Published on 12:00 AM, June 20, 2015

Hard times revisited

For three impressive London women born in Bangladesh there were cheering results in the UK election. Labour's Rushanara Ali held her seat. Tulip Siddiq, taking over from retiring MP Glenda Jackson, increased Labour's majority in her constituency, and Rupa Huq overturned a Conservative majority in hers. London voters generally proved resistant to threats of economic chaos should the Conservatives lose. Elsewhere the results were so dismal I retreated into nineteenth century fiction. Picking up a Dickens novel, long neglected on my bookshelf, I was soon lost in the imaginary industrial city of Coketown.

Having read Hard Times as a teenager, all I remembered about it was Grandgrind's school, in which education is reduced to the memorising of facts, and any reference to imagination or feeling is forbidden. It's not surprising that, being a schoolboy myself, this was the part that stuck in my mind. 

On this fresh reading, I discovered that the book is as much about disparities in wealth and the desperate conditions of working people as about education. Dickens nails the self-justifying cant of wealthy people who see poverty as a sign of moral weakness. This probably went over my head first time. But perhaps the satire strikes more sharply now that this way of thinking has come back into fashion. 

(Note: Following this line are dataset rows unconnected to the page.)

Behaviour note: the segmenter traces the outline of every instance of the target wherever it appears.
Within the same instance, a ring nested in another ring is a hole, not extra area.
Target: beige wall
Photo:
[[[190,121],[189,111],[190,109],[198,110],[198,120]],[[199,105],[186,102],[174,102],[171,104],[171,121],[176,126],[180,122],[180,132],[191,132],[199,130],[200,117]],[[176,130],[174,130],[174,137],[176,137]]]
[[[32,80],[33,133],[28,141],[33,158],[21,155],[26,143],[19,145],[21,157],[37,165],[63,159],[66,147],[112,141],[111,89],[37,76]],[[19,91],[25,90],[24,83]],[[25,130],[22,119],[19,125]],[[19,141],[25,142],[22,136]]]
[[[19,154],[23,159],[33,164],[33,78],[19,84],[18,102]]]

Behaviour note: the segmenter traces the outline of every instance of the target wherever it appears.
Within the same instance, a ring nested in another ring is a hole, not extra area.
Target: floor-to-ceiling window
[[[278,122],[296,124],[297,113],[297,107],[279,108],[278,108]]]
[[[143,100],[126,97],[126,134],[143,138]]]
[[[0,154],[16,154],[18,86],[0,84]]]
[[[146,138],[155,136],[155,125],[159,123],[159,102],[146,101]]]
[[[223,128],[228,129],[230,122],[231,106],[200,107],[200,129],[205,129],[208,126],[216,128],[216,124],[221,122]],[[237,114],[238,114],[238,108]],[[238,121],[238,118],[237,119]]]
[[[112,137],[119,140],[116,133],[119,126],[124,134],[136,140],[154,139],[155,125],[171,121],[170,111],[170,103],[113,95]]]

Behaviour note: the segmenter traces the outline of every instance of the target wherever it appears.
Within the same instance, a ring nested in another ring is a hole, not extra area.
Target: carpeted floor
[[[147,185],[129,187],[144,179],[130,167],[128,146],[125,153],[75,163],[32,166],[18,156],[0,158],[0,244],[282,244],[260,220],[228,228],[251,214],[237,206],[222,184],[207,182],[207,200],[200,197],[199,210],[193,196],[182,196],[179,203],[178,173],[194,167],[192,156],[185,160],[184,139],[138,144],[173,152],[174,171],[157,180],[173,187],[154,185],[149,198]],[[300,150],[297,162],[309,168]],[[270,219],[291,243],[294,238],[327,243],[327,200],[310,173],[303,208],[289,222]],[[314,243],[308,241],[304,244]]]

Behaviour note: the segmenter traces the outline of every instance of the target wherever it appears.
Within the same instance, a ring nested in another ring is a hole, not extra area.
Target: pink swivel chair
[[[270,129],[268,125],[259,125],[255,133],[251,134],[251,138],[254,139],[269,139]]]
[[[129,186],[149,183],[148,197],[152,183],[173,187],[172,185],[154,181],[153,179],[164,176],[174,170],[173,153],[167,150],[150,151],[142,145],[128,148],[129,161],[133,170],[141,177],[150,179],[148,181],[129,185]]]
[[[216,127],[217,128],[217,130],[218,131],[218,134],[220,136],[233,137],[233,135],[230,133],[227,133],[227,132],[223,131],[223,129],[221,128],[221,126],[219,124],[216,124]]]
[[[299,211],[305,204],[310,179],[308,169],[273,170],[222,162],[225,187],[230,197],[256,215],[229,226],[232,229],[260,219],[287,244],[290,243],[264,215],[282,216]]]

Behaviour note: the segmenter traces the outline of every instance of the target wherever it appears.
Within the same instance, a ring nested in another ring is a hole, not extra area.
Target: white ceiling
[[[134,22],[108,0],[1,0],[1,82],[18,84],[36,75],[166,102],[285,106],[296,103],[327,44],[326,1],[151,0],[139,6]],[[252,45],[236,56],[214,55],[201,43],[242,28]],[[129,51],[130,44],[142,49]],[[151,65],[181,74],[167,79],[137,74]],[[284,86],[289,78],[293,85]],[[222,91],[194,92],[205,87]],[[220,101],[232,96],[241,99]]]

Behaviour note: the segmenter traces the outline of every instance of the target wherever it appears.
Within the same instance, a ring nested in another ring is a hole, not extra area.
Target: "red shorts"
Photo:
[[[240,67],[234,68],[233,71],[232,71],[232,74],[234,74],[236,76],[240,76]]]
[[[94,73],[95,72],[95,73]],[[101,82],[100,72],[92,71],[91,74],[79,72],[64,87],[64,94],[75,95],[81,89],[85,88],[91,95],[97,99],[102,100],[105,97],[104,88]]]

It's easier to impose a policy of austerity, for example, if you think that welfare is morally corrupting and destroys the capacity for self-reliance. There's a young man in Hard Times called Bitzer, a model pupil in Grandgrind's school who grows up to be a model employee in Bounderby's Bank. Having sent his widowed mother to the workhouse (the last refuge of the destitute), Bitzer "allowed her half a pound of tea a year, which was weak in him," Dickens tells us, "because all gifts have an inevitable tendency to pauperise the recipient." 

Dickens recognises the tendency in those who benefit from the free market to value the lives of others only in economic terms. Long before globalization, he shows corporate leaders threatening to close down if governments make any attempt to regulate their activities, whether to increase the safety of employees or to reduce environmental pollution. As for unions, Mrs Sparsit, who has been born into privilege, is shocked that the business owners don't organise more ruthlessly against them: "Being united themselves," she argues, "they ought one and all to set their faces against employing any man who is united with any other man."  

I should have known better than to seek escape in Dickens. At the personal level his stories often involve fantasies of restorative justice, in which victims of oppression are finally rewarded for their virtue, but his sense of how society works is firmly rooted in reality and is as pertinent now as it ever was. Returning to the real world, I'm looking forward to seeing how Rushanara Ali, Tulip Siddiq and Rupa Huq perform as members of the opposition and hope they all get a chance to contribute to a Labour government in 2020.